La place que cela occupe

Lorsque le dessin a été la principale activité depuis l’enfance, que tout s’est structuré autour d’images, des images vues et admirées, des images décryptées et copiées, des images rêvées, créées, que tout s’est construit autour du dessin, de la peinture, il est difficile de s’écarter du geste pour le raconter.

Aujourd’hui, je ne dessine pas, je ne peins pas tout le temps (et puis tout dessin n’est pas œuvre). Le plus souvent je regarde. Je prends avec les yeux, mais aussi avec la mémoire, la pensée. Je vis avec les images des autres, avec les images du ciel, du temps, des voyages, avec les images des mots. Ce n’est qu’après, parfois longtemps après, que cela devient quelque chose. Et souvent autre chose. Parce que la matière s’en mêle.

Ce que je préfère, c’est le pastel. Sec, c’est sa poudre qui dessine et que je travaille avec les doigts, avec la main ; frottant, tapant griffant le papier qui râpe un peu. Gras, c’est sa texture fondante qui peint, dans l’odeur de térébenthine.

La matière surprend, en impose, et parfois tout de même cède, parce que je résiste. Je travaille un peu comme on bataille. Je ne lâche pas. Les techniques lentes qui travaillent avec le temps, qui veulent sécher, qui veulent prendre… cela ne me convient pas vraiment. Je ne m’arrête pas avant la fin. Parce que je suis impatiente, je veux voir exister l’image qui m’habite, je veux être dans mon image sans attendre. Aller vite parce qu’elle change, parce qu’elle force les couleurs et les formes, veut exister par elle-même.

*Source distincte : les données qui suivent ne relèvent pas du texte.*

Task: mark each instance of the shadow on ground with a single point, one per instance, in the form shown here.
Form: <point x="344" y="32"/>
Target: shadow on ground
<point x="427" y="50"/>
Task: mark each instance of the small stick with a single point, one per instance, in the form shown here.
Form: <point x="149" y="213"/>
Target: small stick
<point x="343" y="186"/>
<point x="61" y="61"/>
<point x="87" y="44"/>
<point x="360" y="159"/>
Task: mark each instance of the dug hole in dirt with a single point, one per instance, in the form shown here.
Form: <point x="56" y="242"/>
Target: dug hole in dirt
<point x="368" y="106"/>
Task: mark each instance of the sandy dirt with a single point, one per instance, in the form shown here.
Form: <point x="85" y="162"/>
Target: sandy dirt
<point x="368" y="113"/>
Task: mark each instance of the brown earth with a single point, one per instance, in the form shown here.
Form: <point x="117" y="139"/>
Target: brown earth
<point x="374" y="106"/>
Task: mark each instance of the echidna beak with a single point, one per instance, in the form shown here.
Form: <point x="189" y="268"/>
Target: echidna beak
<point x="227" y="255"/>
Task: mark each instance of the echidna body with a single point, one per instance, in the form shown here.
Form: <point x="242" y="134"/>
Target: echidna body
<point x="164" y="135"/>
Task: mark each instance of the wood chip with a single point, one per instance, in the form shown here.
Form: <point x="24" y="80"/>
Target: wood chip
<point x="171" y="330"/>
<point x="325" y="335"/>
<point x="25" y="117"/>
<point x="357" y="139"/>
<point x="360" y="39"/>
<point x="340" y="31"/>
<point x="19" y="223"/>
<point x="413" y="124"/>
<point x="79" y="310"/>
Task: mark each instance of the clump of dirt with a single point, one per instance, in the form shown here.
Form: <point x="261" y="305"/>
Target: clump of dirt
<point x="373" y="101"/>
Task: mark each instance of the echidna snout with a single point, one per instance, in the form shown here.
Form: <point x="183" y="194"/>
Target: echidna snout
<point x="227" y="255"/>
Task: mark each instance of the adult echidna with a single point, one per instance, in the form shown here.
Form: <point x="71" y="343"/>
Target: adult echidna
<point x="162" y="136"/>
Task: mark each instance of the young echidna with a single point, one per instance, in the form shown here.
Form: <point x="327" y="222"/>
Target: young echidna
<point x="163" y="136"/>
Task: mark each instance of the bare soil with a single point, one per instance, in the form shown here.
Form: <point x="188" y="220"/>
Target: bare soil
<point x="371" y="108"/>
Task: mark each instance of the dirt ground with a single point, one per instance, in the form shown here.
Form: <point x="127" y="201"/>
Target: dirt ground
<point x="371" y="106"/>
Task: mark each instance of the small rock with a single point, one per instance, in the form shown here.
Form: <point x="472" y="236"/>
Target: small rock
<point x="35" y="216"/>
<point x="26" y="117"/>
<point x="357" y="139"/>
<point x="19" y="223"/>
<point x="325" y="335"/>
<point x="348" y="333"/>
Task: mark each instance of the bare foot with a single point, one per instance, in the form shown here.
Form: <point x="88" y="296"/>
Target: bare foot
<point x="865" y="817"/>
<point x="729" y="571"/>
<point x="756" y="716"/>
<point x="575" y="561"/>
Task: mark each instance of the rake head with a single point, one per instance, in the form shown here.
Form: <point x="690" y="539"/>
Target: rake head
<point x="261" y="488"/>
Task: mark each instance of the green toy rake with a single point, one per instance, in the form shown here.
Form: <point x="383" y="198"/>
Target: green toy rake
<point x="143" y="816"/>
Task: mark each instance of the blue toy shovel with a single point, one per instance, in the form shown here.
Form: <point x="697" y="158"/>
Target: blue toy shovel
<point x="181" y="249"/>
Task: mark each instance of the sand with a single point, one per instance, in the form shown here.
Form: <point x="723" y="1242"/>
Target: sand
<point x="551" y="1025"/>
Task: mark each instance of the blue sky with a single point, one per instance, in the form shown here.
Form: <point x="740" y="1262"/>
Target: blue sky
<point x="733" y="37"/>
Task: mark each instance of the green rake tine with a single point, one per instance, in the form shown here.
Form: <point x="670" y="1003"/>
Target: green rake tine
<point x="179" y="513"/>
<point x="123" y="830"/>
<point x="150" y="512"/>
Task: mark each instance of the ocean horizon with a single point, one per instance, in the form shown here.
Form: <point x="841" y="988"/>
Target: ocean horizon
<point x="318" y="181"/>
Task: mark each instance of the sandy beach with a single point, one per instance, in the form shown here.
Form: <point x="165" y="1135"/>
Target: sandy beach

Dans ce moment, il y a du désir et de la peur. Et quand je sais que c’est terminé, quelquefois il y a la surprise.

C’est ensorcelant de faire exister ses visions. Aussitôt que c’est terminé, il faudrait que ça recommence. Tout de suite retrouver le geste et faire le même. Faire le même, faire le même. Celui qui a donné tant de mal et tant de plaisir. Mais cette envie passe. Une autre image se construit, vient combler une faille de la précédente, moduler une sensation, nuancer un ton. Prête pour la lutte. La danse.

Avec les installations, c’est autre chose. Elles se fabriquent lentement dans des pièces mentales, elles évoluent avant d’exister, puis donnent lieu à des mesures, des plans, des maquettes, des tests. La réalisation est un exercice de maîtrise. L’accident, la trouvaille sont hors programme. Même si c’est seulement quand l’installation existe dans l’espace, que je sais ce que j’avais à dire vraiment. Cela changera peut-être, mais pour l’instant, les enjeux de mes installations me tiennent loin du plaisir brut du faire. C’est plus grave.

Pourtant, c’est le même monde. Pastel, peinture, objets, sons, mots. Des formes d’expression qui se nourrissent, se nuancent, se comblent.  Donnent de l’épaisseur à ma vie.